High Carbon Steel (High Carbon Steel) is often called tool steel, the carbon content is from 0.60% to 1.70%, it can be quenched and tempered, and its welding performance is very poor. Hammers, crowbars, etc. are made of steel with a carbon content of 0.75%; cutting tools such as drills, taps, and reamers are made of steel with a carbon content of 0.90% to 1.00%.
Comparison of Welding Properties of Low Carbon Steel and High Carbon Steel
The quality of steel welding performance mainly depends on its chemical composition. Among them, the carbon element has the greatest influence, that is to say, the amount of carbon in the metal determines its weldability. Most of the other alloying elements in steel are also unfavorable to welding, but generally to a much lesser extent than carbon.
Generally, low-carbon steel has good weldability, and generally, no special process measures are required. Only when low temperature, thick plate or high requirements are required, basic electrode welding and proper preheating are required. When the content of carbon and sulfur in low-carbon steel is above the upper limit, in addition to requiring the use of high-quality low-hydrogen electrodes, taking preheating and post-heating measures, the groove form should be reasonably selected and the fusion ratio should be reduced to prevent hot cracks.

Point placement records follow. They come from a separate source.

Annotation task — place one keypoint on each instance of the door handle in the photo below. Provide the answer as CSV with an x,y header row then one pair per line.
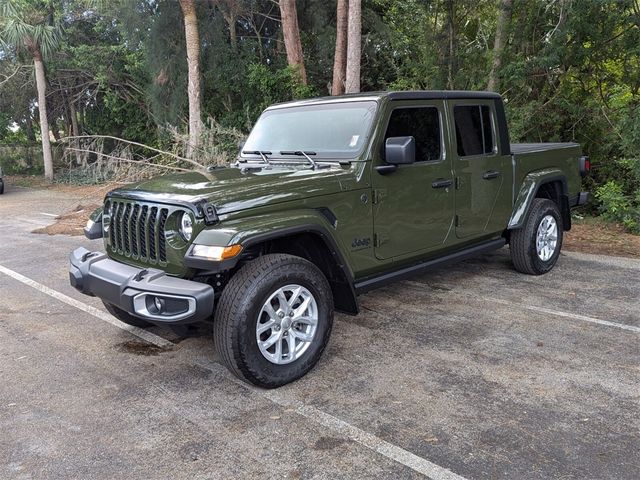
x,y
442,183
490,174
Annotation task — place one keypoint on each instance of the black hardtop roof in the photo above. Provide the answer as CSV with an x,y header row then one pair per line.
x,y
396,95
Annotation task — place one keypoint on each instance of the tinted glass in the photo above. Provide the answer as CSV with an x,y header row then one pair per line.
x,y
474,134
421,123
334,130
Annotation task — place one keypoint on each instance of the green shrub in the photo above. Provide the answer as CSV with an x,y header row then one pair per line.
x,y
619,206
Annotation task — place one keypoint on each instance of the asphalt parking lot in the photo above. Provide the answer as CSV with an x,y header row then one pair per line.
x,y
474,371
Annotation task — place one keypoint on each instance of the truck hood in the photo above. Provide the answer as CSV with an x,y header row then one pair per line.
x,y
232,189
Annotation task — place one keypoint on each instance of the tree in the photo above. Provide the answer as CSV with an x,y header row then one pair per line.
x,y
354,47
291,33
498,46
193,63
340,58
30,26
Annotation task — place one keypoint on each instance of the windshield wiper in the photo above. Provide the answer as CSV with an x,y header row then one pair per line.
x,y
262,153
300,153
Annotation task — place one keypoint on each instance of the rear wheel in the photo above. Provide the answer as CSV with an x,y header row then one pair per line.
x,y
125,317
535,247
273,320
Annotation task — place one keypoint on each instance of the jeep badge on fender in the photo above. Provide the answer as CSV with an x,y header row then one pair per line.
x,y
270,246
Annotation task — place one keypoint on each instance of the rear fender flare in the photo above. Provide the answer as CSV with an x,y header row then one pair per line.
x,y
528,191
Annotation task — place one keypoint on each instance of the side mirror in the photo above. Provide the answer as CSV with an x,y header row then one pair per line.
x,y
400,150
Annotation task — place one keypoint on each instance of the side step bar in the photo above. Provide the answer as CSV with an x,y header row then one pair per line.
x,y
377,281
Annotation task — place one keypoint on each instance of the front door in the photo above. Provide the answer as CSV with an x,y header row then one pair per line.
x,y
414,205
482,173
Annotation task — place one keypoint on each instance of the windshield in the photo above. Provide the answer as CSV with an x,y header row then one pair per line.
x,y
335,130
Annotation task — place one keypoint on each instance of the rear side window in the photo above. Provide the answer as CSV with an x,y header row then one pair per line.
x,y
421,123
474,134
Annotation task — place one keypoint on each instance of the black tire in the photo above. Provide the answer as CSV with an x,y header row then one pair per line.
x,y
238,313
524,254
124,317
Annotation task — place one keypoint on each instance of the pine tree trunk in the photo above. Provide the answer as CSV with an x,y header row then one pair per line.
x,y
193,62
500,41
354,47
451,60
340,58
291,33
41,85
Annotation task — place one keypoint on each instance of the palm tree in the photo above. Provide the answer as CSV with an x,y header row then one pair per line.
x,y
192,38
29,26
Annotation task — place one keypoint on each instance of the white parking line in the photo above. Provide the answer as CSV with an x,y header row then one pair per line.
x,y
535,308
389,450
366,439
559,313
138,332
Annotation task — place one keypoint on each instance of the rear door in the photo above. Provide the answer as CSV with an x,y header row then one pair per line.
x,y
483,174
414,205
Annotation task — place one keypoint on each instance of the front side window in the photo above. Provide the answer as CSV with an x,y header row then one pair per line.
x,y
423,124
474,133
331,130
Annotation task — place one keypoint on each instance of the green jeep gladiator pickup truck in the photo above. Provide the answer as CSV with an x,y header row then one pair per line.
x,y
328,198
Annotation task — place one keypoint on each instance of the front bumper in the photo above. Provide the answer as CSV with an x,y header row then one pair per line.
x,y
149,294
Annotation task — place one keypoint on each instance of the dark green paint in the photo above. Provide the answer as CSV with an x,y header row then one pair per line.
x,y
403,216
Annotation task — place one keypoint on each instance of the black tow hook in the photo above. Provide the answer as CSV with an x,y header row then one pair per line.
x,y
88,255
140,275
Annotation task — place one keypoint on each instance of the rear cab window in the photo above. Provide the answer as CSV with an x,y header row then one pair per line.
x,y
474,128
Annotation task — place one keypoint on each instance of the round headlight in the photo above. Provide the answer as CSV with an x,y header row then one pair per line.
x,y
186,226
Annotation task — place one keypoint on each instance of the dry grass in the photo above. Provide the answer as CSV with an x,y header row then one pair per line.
x,y
593,235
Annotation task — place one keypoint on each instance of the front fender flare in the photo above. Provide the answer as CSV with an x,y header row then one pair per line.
x,y
528,191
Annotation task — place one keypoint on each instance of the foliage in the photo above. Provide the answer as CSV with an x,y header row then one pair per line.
x,y
570,71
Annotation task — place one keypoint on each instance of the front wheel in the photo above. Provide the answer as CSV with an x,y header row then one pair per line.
x,y
535,247
273,320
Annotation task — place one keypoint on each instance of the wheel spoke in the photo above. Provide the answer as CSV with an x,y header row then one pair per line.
x,y
294,296
305,320
291,343
278,353
302,336
263,327
271,340
302,308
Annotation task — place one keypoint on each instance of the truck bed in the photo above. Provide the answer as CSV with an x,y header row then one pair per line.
x,y
534,157
520,148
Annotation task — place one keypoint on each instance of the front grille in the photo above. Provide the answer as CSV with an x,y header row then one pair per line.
x,y
138,231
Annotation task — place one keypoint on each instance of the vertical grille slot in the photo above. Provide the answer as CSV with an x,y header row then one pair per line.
x,y
162,247
135,231
126,232
118,226
138,230
142,231
153,223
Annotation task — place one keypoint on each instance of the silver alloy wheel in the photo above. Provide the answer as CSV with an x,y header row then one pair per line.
x,y
287,324
547,238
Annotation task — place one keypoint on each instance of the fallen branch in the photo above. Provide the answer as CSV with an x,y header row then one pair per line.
x,y
153,149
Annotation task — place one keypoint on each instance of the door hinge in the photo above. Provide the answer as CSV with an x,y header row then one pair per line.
x,y
379,239
377,195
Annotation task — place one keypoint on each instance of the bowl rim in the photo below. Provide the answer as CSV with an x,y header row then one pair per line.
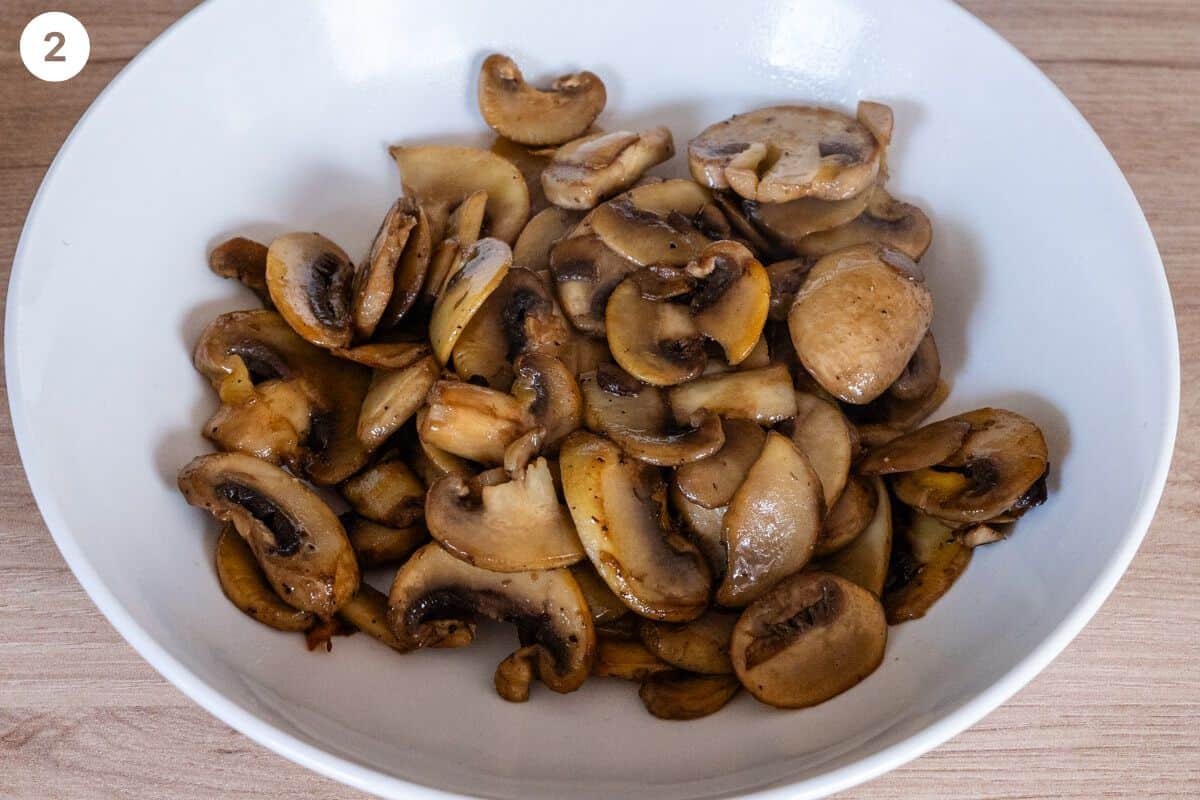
x,y
369,780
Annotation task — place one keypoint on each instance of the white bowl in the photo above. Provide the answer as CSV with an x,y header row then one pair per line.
x,y
262,118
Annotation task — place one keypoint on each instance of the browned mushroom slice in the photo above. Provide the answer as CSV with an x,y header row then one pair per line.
x,y
618,510
927,559
923,447
391,400
700,645
1001,461
809,639
628,660
785,152
546,606
244,350
683,696
712,481
388,493
636,417
441,176
847,517
298,541
310,278
654,341
885,221
509,527
376,277
551,397
826,437
244,583
484,266
243,259
472,421
654,223
765,396
858,319
595,167
865,559
731,302
376,545
537,116
772,524
604,605
539,236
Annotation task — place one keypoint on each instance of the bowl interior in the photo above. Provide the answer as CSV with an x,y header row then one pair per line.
x,y
259,119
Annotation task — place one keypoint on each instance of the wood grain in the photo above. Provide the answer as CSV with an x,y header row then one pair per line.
x,y
1115,716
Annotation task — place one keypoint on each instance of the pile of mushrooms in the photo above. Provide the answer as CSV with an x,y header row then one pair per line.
x,y
671,429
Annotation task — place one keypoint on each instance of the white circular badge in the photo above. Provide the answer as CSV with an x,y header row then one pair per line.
x,y
54,46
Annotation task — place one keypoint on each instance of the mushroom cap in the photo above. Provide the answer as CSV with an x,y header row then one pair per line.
x,y
617,506
442,176
509,527
298,541
858,319
810,638
772,524
310,280
595,167
535,116
546,606
785,152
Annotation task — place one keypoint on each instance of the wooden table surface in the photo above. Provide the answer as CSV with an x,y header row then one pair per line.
x,y
1117,715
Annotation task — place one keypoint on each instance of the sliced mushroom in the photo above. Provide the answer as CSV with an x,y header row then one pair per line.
x,y
484,266
618,510
654,223
858,319
1002,458
786,152
883,221
546,606
654,341
586,272
243,259
847,517
376,545
683,696
595,167
809,639
865,559
927,559
391,400
539,236
535,116
298,541
604,605
712,481
551,397
765,396
244,583
388,493
509,527
772,524
441,176
919,449
826,437
246,349
628,660
705,527
700,645
376,277
637,419
472,421
732,300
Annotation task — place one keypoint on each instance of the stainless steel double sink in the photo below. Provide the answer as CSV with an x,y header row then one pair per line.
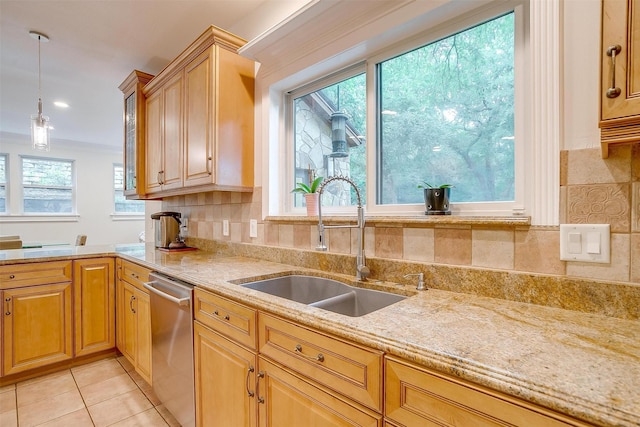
x,y
325,293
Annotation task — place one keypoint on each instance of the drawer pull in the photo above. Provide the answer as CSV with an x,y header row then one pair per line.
x,y
246,384
260,375
133,310
318,358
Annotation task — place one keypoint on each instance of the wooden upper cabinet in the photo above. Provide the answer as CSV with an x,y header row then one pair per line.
x,y
134,133
200,130
620,83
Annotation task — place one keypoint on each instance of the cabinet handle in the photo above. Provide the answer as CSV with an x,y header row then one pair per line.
x,y
133,310
612,51
260,375
318,358
246,383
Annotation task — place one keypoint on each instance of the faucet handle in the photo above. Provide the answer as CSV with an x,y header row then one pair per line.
x,y
421,286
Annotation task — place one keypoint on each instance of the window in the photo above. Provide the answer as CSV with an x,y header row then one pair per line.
x,y
443,109
329,137
122,205
3,183
446,116
47,185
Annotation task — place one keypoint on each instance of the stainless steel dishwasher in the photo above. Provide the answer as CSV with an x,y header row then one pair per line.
x,y
172,346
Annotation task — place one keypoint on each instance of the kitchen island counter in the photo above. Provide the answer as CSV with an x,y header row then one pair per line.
x,y
583,365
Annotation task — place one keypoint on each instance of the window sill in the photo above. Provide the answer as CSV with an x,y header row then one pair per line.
x,y
416,221
127,217
40,218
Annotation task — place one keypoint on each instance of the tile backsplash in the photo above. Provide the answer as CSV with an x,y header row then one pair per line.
x,y
592,190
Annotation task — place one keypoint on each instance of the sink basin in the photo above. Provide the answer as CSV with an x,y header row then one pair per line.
x,y
358,302
304,289
327,294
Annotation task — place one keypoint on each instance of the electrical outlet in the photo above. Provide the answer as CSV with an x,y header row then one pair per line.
x,y
585,242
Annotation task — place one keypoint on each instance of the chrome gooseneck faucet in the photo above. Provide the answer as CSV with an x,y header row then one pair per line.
x,y
362,271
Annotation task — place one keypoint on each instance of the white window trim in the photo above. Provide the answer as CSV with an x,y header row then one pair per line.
x,y
544,100
74,189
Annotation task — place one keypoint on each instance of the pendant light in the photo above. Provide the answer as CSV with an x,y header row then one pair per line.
x,y
39,124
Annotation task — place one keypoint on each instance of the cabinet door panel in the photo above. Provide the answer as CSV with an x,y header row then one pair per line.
x,y
153,157
224,379
143,335
290,400
172,146
94,292
199,116
37,326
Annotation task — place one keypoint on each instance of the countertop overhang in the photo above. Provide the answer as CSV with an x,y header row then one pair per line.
x,y
583,365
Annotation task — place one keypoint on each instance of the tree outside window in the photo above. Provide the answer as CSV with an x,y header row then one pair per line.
x,y
47,185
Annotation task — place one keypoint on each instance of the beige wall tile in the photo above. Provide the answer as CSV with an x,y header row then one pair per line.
x,y
635,258
635,206
492,248
616,270
418,244
600,204
588,167
339,240
453,246
271,234
538,251
285,235
389,242
301,236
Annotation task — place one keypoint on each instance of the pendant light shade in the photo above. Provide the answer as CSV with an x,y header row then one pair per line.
x,y
40,126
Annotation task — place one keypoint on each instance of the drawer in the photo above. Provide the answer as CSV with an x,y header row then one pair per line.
x,y
343,367
134,274
41,273
231,319
416,396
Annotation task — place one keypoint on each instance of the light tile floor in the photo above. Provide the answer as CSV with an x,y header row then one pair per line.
x,y
104,393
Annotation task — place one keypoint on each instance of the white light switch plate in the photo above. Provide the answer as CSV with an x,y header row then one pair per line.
x,y
585,242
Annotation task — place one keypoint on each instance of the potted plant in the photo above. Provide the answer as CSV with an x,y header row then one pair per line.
x,y
436,198
310,194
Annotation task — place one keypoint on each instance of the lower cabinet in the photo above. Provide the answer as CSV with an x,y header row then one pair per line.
x,y
37,326
94,302
225,381
133,313
288,399
416,396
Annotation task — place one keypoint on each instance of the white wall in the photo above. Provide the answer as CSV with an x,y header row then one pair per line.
x,y
94,196
581,74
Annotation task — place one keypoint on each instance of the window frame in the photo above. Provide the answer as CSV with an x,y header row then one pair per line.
x,y
73,187
522,168
6,185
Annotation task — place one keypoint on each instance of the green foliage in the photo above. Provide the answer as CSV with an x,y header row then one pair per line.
x,y
301,187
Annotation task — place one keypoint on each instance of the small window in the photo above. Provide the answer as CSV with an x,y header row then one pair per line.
x,y
3,183
329,138
122,205
47,185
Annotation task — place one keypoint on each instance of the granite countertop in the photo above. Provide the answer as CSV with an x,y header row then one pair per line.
x,y
583,365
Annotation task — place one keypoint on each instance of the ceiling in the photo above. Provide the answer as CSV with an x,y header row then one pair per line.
x,y
94,45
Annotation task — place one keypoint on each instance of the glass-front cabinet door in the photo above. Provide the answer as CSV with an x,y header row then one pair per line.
x,y
133,150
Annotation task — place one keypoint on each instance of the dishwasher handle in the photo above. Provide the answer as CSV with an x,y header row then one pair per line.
x,y
180,301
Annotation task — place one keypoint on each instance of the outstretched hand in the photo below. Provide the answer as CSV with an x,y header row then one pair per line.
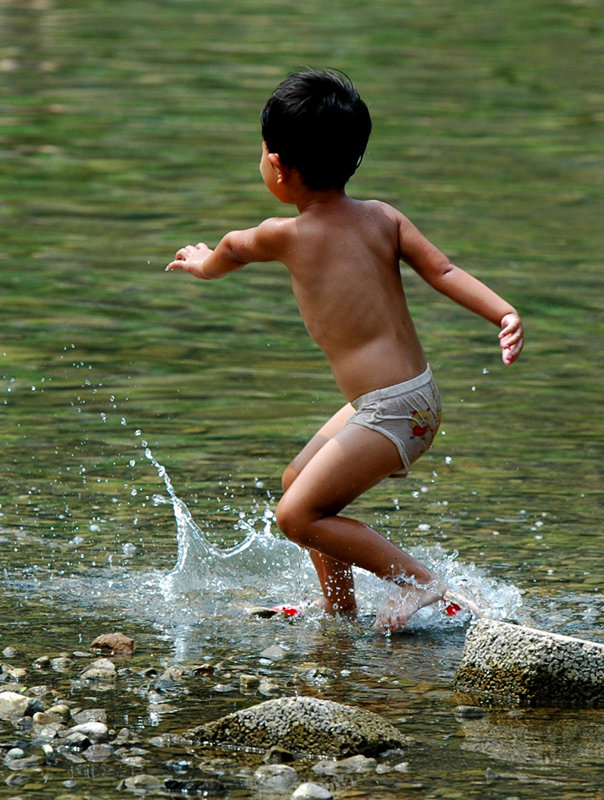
x,y
191,259
511,337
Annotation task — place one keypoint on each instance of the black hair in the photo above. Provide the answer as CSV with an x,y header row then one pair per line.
x,y
317,123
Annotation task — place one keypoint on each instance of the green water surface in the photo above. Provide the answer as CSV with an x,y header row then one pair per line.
x,y
129,129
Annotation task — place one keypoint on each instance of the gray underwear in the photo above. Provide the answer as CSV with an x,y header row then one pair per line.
x,y
408,414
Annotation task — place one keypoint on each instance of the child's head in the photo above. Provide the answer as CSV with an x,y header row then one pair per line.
x,y
317,123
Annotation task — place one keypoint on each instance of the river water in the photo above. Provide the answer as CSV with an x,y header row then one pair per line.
x,y
145,418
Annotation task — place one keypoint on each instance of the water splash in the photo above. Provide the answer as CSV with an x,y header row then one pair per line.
x,y
202,567
265,567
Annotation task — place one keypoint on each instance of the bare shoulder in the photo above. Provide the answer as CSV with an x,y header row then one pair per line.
x,y
389,212
268,241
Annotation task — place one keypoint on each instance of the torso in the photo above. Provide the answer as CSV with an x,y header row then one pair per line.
x,y
345,273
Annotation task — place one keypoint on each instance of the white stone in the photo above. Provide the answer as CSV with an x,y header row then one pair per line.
x,y
311,791
13,705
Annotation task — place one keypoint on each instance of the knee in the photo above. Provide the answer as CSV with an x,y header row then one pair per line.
x,y
293,522
290,473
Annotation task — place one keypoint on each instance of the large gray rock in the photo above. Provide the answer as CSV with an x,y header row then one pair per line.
x,y
532,666
303,725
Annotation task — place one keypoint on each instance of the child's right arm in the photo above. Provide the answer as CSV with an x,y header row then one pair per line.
x,y
436,269
235,250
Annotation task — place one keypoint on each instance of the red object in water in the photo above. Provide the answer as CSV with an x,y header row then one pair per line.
x,y
289,611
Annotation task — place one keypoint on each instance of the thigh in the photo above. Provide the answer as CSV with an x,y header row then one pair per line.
x,y
326,432
349,463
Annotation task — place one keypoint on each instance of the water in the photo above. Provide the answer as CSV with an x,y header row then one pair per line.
x,y
128,130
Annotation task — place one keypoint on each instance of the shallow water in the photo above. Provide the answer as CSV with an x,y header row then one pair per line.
x,y
127,130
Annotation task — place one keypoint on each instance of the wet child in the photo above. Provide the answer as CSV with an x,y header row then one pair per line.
x,y
343,256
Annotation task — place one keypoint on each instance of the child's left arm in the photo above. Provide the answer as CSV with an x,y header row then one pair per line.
x,y
235,250
436,269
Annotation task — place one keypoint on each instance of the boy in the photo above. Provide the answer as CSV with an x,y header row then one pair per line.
x,y
343,257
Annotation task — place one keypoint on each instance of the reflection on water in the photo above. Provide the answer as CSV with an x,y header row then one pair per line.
x,y
127,130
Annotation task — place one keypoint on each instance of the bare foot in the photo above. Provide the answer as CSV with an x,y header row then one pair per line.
x,y
404,601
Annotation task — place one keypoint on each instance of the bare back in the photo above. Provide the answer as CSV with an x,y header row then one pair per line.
x,y
343,257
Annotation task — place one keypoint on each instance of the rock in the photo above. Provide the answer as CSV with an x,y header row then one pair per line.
x,y
532,666
273,653
13,705
469,712
89,715
305,725
13,673
113,643
95,731
268,687
61,664
261,612
311,791
276,776
249,681
100,671
278,755
98,752
347,766
141,783
204,787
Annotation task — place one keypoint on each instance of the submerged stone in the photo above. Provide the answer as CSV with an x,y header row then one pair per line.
x,y
303,725
311,791
13,704
114,642
531,666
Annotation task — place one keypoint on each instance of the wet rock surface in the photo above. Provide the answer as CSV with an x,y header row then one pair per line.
x,y
532,666
307,724
127,722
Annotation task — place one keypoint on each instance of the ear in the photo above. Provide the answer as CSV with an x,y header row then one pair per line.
x,y
283,172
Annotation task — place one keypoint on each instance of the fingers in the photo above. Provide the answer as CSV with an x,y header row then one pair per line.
x,y
181,256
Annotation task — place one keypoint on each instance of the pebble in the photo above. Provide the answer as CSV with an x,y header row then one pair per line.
x,y
13,704
346,766
98,752
206,787
276,776
102,670
249,681
269,688
13,673
469,712
274,653
278,755
95,731
61,664
311,791
141,783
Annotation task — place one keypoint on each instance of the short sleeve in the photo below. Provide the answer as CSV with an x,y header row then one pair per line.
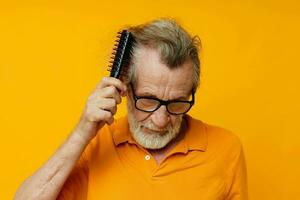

Medium carbon steel has a tendency of cold crack during welding. The higher the carbon content, the greater the tendency of hardening in the heat-affected zone, the greater the tendency of cold cracking, and the worse the weldability. As the carbon content of the base metal increases, the carbon content of the weld metal will also increase accordingly. Coupled with the adverse effects of sulfur, it is easy to form hot cracks in the weld. Therefore, alkaline electrodes with good crack resistance should be used for welding medium carbon steel, and measures such as preheating and post heating should be taken to reduce the tendency of cracks.
When welding high-carbon steel, due to the high carbon content of this steel, a large welding stress will be generated during welding, the hardening and cold cracking tendency of the welding heat-affected zone is relatively large, and the weld is also more prone to hot cracks. High-carbon steel is more likely to produce hot cracks than medium-carbon steel during welding, so this type of steel has the worst weldability, so it is not used in general welding structures and is only used for repair welding or surfacing welding of castings. After welding, the weldment should be tempered to relieve stress, fix the structure, prevent cracks and improve the performance of the weld.